Non-Recoverable Resources

[TonyWildish-BH]

The penetration testing report showed that (page 40):

A number of resources were identified that did not benefit from protection against accidental or intentional deletion. This could result in disruption to business operations.

Ensure that production Azure KeyVaults are recoverable in order to prevent permanent deletion/purging of encryption keys, secrets and certificates stored within these vaults. To make an Azure KeyVault or Storage Account instance recoverable, both "Soft Delete" and "Do Not Purge" features should be enabled.

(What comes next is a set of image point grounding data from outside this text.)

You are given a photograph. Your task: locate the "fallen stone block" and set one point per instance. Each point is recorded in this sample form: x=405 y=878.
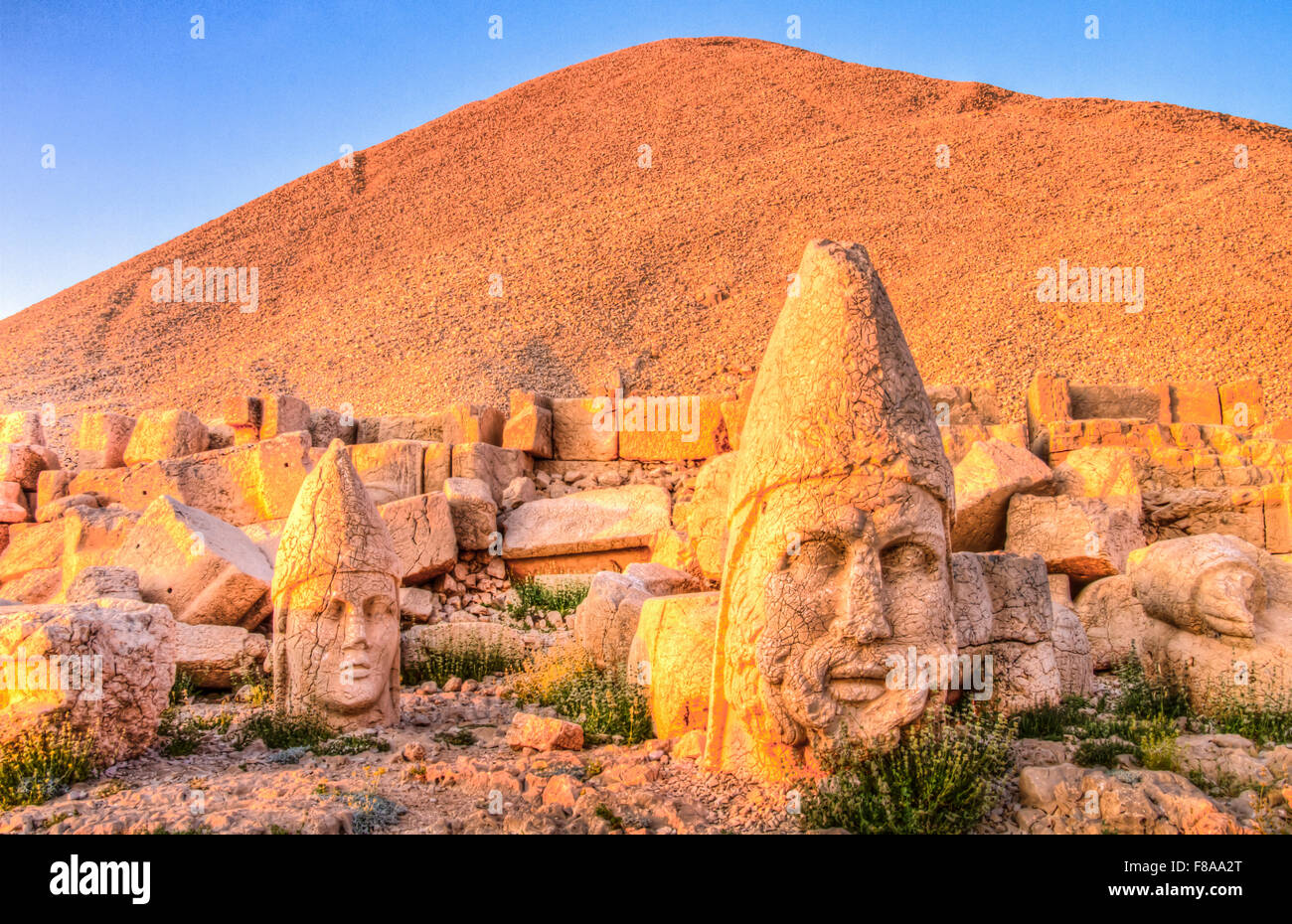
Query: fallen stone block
x=114 y=662
x=205 y=568
x=166 y=434
x=422 y=533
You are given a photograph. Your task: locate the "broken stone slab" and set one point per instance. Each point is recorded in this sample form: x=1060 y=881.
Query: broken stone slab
x=22 y=463
x=986 y=478
x=115 y=663
x=205 y=568
x=495 y=465
x=421 y=529
x=212 y=654
x=474 y=515
x=103 y=580
x=166 y=434
x=1084 y=538
x=672 y=656
x=598 y=520
x=582 y=428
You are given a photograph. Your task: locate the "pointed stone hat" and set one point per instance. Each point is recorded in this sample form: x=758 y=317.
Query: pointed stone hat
x=838 y=389
x=334 y=527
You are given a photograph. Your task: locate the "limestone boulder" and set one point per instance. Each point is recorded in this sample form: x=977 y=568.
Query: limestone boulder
x=421 y=529
x=1084 y=538
x=474 y=515
x=114 y=662
x=672 y=656
x=590 y=521
x=205 y=568
x=212 y=654
x=101 y=439
x=166 y=434
x=986 y=478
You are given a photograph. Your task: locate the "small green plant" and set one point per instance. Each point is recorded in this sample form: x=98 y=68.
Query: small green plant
x=282 y=730
x=464 y=661
x=535 y=598
x=938 y=779
x=43 y=764
x=606 y=703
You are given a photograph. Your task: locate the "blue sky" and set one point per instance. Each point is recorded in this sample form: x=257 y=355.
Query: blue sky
x=156 y=132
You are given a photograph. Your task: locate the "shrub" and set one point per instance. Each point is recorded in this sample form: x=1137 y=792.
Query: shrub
x=535 y=600
x=602 y=701
x=42 y=764
x=465 y=661
x=938 y=779
x=282 y=730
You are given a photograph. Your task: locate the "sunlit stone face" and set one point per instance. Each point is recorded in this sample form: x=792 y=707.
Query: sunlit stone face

• "Soft Delete", implemented by enableSoftDelete parameter, ensures that even if the KeyVault is deleted, the vault itself or its objects (keys, secrets, certificates) remain recoverable for next 90 days
• "Do Not Purge" feature, implemented by enablePurgeProtection parameter, ensures that the Azure Key Vault and its objects cannot be purged at all, preventing users from accidentally purging Azure KeyVault resources.

It was also noted that Storage Accounts were also configured without Soft-Delete, rendering their contents susceptible to accidental or intentional deletion.

N.B. The first action here is to review the list of affected resources (see the pen-test report), then decide what action is appropriate in each case. So this may spin out into a number of tickets, depending on what's required for each object type.

For KeyVaults, some of these configuration parameters are surfaced in the top-level config.yaml.

This is a medium level risk, but is something we must fix before the next pen-test.